When people think of longboards, they tend to think mainly about downhill longboarding at high speeds or freestyle tricks. Longboards are versatile, and the only limits are the ones you create for yourself.
An activity that is becoming more popular among longboarders is a combination of skills and rhythm called longboard dancing. To learn more about what longboard dancing is and how to start, you must be comfortable trying new things and giving them your all.
Trying a new way to longboard will expand your abilities and allow you to grow. Learning is a fun and challenging process; taking on a new challenge will increase your resiliency and help you obtain better results.
What Is Longboard Dancing?
Longboarders traditionally use a longboard for three main activities: downhill longboarding, freestyle, and commuting. These activities provide fun, transportation, and an outlet for stress when necessary, but there are more activities you can perform with your longboard.
Longboard dancing is an activity that combines footwork, dance movements, and freestyling skills all into a continuous dance routine. You can do it to music or follow what your body tells you whenever you feel like doing it. Just as with a traditional dance routine, you must connect different transitions and skills to a beat and create a routine you can perform multiple times.
This activity requires you to work on your cardio and coordination to deliver accurate movements on and off your longboard. Dancing is a form of self-expression, so you can try any movement that will allow you to feel good and keep going.
Freestyling vs. Dancing
Freestyling on your longboard includes flips and tricks that sometimes push your skills to the limit; you can isolate these skills but also connect them. Dancing on a longboard requires rhythm, patterns, and incorporating freestyle movements.
The main difference between one and the other is that a set routine will let you add or upgrade some of your moves to make the transitions smoother and better. Freestyling requires attention to detail, strength, and concentration; dancing requires the same, plus a constant beat, musicality, and creativity.
Starting With Longboard Dancing
Longboards come in various shapes and sizes. The best option for this activity is a complete pintail longboard to help you distribute your weight evenly and give you more control.
As with a dance routine, you must begin with basic movements and work your way up; you can create small routines with different skills to progressively change to more complicated ones. You can start by stepping on and off your moving board with a repetitive sequence without missing a beat. After this, you can incorporate a twist; whenever you step off the board, return to facing the opposite direction going backward.
Creating repetitive patterns will allow you to develop progression and a personal style that you can incorporate into your routine. You don’t necessarily need a set routine; you need movement consistency to incorporate different changes and develop your skills.
Timing your movements and trying different patterns, like carving or jumping, will help you get closer to your goal. Eventually, you can mix various patterns with the correct timing, skills, and rhythm to deliver a more professional routine.
Dancing comes in different forms; you can start from zero or incorporate skills you already have.
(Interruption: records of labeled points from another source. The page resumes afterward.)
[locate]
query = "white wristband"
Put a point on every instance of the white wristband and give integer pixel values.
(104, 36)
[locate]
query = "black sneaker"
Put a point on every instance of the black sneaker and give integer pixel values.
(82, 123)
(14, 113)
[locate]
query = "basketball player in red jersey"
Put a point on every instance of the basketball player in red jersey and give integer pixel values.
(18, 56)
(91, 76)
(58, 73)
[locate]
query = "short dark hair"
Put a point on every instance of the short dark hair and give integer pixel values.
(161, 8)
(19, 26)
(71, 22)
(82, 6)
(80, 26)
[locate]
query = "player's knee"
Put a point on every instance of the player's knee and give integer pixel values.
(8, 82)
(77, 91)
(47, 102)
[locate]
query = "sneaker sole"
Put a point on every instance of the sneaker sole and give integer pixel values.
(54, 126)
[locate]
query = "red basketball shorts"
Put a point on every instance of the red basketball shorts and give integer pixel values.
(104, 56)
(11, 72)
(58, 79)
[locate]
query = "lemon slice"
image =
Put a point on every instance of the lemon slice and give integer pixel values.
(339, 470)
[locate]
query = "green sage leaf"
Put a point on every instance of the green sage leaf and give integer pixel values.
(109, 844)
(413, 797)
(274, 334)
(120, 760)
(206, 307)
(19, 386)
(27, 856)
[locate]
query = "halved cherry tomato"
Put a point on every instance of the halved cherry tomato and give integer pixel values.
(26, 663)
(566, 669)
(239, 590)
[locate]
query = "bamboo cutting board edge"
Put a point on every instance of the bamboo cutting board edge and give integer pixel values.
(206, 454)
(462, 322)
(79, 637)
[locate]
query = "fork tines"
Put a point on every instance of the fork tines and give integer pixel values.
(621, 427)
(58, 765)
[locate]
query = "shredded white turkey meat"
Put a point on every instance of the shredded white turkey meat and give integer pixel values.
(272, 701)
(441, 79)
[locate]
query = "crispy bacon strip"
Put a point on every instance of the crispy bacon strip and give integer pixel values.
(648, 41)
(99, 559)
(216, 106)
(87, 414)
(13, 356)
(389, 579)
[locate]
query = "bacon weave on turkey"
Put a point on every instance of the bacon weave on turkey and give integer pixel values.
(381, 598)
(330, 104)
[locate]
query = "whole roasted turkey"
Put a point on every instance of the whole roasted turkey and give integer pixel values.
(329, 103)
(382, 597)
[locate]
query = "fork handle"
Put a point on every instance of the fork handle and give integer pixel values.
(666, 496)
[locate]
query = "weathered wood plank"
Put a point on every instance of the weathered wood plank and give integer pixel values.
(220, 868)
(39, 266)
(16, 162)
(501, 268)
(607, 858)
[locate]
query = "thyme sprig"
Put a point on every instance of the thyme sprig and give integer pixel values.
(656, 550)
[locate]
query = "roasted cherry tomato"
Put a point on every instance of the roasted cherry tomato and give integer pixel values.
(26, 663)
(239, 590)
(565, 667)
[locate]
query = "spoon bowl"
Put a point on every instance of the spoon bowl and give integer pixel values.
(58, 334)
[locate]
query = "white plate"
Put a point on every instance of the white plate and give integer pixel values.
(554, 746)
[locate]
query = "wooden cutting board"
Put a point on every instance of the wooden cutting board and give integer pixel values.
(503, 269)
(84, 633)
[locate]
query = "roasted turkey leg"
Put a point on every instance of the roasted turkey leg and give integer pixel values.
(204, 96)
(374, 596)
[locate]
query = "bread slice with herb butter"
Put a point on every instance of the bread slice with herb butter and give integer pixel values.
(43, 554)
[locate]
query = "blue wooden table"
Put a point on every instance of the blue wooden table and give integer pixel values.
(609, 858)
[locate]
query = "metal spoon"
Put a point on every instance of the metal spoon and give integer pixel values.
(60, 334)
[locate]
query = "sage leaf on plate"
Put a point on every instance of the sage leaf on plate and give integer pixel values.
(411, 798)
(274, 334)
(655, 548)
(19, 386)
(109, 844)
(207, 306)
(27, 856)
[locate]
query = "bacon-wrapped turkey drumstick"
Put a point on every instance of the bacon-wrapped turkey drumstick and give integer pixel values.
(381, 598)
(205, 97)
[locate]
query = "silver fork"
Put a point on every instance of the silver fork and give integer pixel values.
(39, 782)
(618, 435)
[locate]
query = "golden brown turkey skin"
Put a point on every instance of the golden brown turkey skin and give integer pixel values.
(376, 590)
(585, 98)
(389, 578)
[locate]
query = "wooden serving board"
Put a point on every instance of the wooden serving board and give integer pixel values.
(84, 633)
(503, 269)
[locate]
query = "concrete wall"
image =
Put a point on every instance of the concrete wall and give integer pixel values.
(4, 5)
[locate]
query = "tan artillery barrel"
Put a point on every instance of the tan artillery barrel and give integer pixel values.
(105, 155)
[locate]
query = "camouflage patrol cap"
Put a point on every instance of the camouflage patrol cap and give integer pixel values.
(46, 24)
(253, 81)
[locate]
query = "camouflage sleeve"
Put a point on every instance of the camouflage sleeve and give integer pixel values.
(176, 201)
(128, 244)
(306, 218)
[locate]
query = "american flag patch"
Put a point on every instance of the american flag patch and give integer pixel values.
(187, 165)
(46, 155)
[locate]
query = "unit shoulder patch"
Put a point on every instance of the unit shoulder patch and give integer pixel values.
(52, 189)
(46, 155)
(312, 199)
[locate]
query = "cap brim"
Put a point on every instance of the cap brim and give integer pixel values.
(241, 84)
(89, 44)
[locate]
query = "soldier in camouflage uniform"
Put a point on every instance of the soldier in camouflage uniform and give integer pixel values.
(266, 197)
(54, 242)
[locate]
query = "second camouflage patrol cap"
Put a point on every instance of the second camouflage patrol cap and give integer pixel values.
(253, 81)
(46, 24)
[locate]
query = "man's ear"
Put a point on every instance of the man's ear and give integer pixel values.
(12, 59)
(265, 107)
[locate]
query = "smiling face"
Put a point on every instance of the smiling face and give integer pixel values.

Here, you will find a brief explanation of the most popular longboard dancing skills you can start learning to gain momentum quickly:
- Cross Stepping: With your longboard in motion, try to step one foot in front of the other, almost simulating a walking movement.
- Ghost Ride: With one foot in the middle of the board, swing your foot over it to cross to the other side down on the ground. You’ll jump across your longboard without touching it as it moves. •Peter Pan: This movement is the next level to a ghost ride; instead of jumping on the ground, you must do the same continuous movement on your longboard.
- Kickflip: This is a classic skill for longboarding where you must make your board flip 360 degrees horizontally and land on top of it without touching the ground. Push down the tail with one foot and use the other foot to spin it as your board rises.
These skills will help you achieve a better routine and more confidence to try better and higher-level tricks you can incorporate.
Some longboards already come with the perfect set of wheels for dancing, but others don’t; you need to know the right size in case you need to change them. The right size is a soft wheel between 60 to 65 mm, giving you stability and flexibility to perform tricks, jumps, and movements.
A softer wheel will make it easier for your board to overcome any inconsistencies on the road, especially dirt, rocks, and debris.
The trucks on your longboard have a great responsibility for the performance of your board. Looser trucks will make it more manageable and flexible for your board to deal with jumps and constant movement, but this might also cause wheel bites, which can damage the underside.
Experience with the right knowledge will provide you with everything you must know, but you can always adjust details to match your style and skills. Tighter trucks will give you more control but also minimize flexibility; you must find the right balance to achieve your goals.
Dancing on top of a longboard requires time and practice; you can express yourself healthily, finding relief and challenge in movement. The size of your longboard should relate to your height; this will give you a better experience and support. If it’s too small, it will be more challenging to control.
The right shoes are also essential for this activity; opt for shoes with non-slippery soles that get a good grip on the board. Finally, you must always be aware of your surroundings; while dancing on a longboard is fun, you must avoid running into people or things or disturbing the peace.